Karakterlerimde fiziksel normların ötesine geçerek insan bedeninin sınırlarını zorlamayı amaçlıyorum ve vücudun dönüşebileceği şekilleri betimliyorum. Ürettiğim işin hikâyesine bağlı olarak, bu figür ve karakterler soyut kavramları temsil ediyorlar. Bilincimin dehlizlerinden çıkan her bir form veya öbek halinde bulunan formlar kendi hikâyeleriyle, anlamları veya anlamsızlıklarıyla, bulanık sularda yüzüşleriyle, kararlı bir tutumla işaret ettiği mesajlarıyla, çelişkili, ironik ve tutarsız tüm bu halleriyle beraber ana hikâyeye hizmet ediyor. Kıyafetler zamanı ve dönemi betimler, ben genellikle zamandan soyutlama arzusuyla dokular ve desenler işlemeyi tercih ediyorum. Dönemsel olarak bazı renk, nesne, imge ve figürlerimi tekrar ettiğimi gözlemledim, tekrar eden unsurlar keşfetmeyi ve üzerine düşünmeyi sürdürdüklerimdir. Ayrıca bu unsurlar farklı hikâye, bağlam ve durumlarda farklı anlamlar da kazanabiliyorlar.
Bireysel ve işbirliği odaklı üretimlerin üzerine de konuşalım. Hem dijital hem fiziksel işlerin var; çizimlerini OMM Shop’taki duvar örtülerinde de görebiliyoruz, albüm kapakları, videolar, billboard çalışmaları ve ahşap üzeri boyamalarda da. Üretim süreçlerin nasıl işliyor? Seni heyecanlandıran işlerden bahsetmek ister misin?
Fiziksel ve dijital medyumlar birbirini çok besliyor. Dijitale ağırlık veren bir sanatçı olsam da uzun bir süre kağıda eskiz alıp dijitalde devam ettirdim çalışmalarımı. Her disiplinin ayrı bir doğası, akışı ve tatmini olsa da çıkarttığım -veya susturduğum- sesin esas olduğu kanısındayım. Bu perspektif ise beni üretim süreçlerimde teknik açıdan özgür kılıyor ve medyumlar arasında gönlümce geçiş yapabiliyorum. Bir fikirden yola çıkıyorum ve “Nasıl devam etmeli?” gibi sorulardan ziyade “Neden bu fikir? Bu fikir nereden geldi?” gibi sorular soruyorum üretim sürecine devam ederken ve fikirler kendi alanlarını yaratıyor.
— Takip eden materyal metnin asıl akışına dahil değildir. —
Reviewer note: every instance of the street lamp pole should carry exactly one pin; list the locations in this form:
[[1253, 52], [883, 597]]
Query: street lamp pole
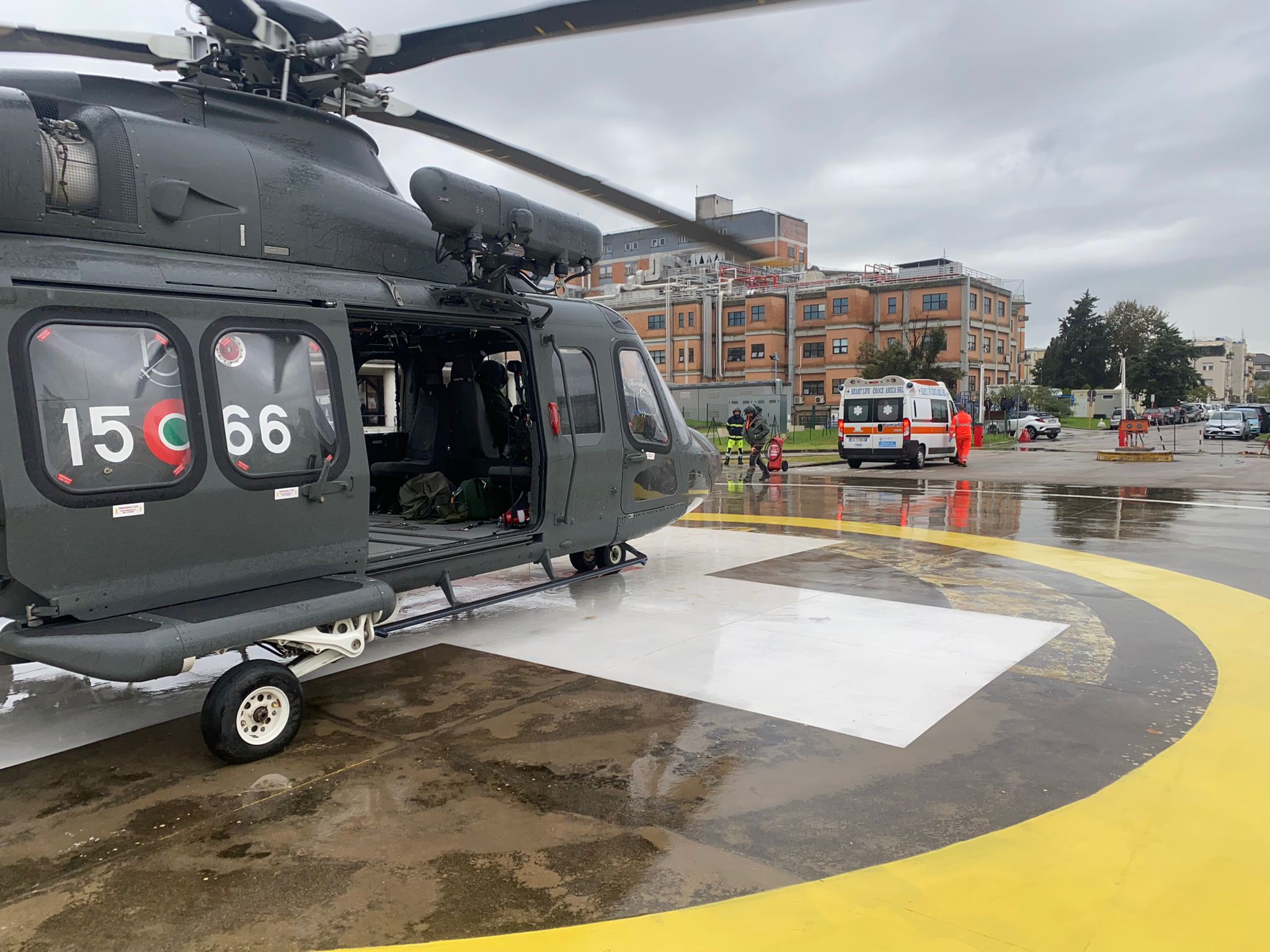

Dolayısıyla hemen hemen her bireysel işimde ve işbirliklerimde de süreci büyük bir motivasyon ve heyecanla geçiriyorum.
Önümüzdeki dönemde sana dair neler göreceğiz? Hayallerin, planların, varsa yakın gelecekteki projelerin neler?
Şu sıralar solo sergim için hazırlık sürecindeyim. Serginin genel hatlarını, üreteceğim işleri ve diğer tüm detayları kurguluyorum. Bu sürecin girizgahındayım ve epey heyecanlanıyorum. İnsanların işlerimle etkileşime geçmesi iştah açıcı ve her zaman bu etkileşim alanlarının genişlemesi idealindeyim. Ayrıca bir süredir hayalini kurduğum illüstrasyon, şiir ve hikâyelerden oluşan bir kitap, çocukluğumdan hatırladığım bir kağıt oyunu, animasyon serisi ve birtakım multidisipliner yerleştirme fikirleri gibi devam etmeyi çok istediğim bireysel projelerim var. İki yılı aşkın bir süredir blockchain üzerinde çalışmalarımla var olmayı sürdürüyorum, müzisyenlerle olan işbirliklerim devam ederken, son zamanlarda bir moda markasıyla yakın bir gelecekte hayata geçmesini planladığımız bir maceraya atıldık.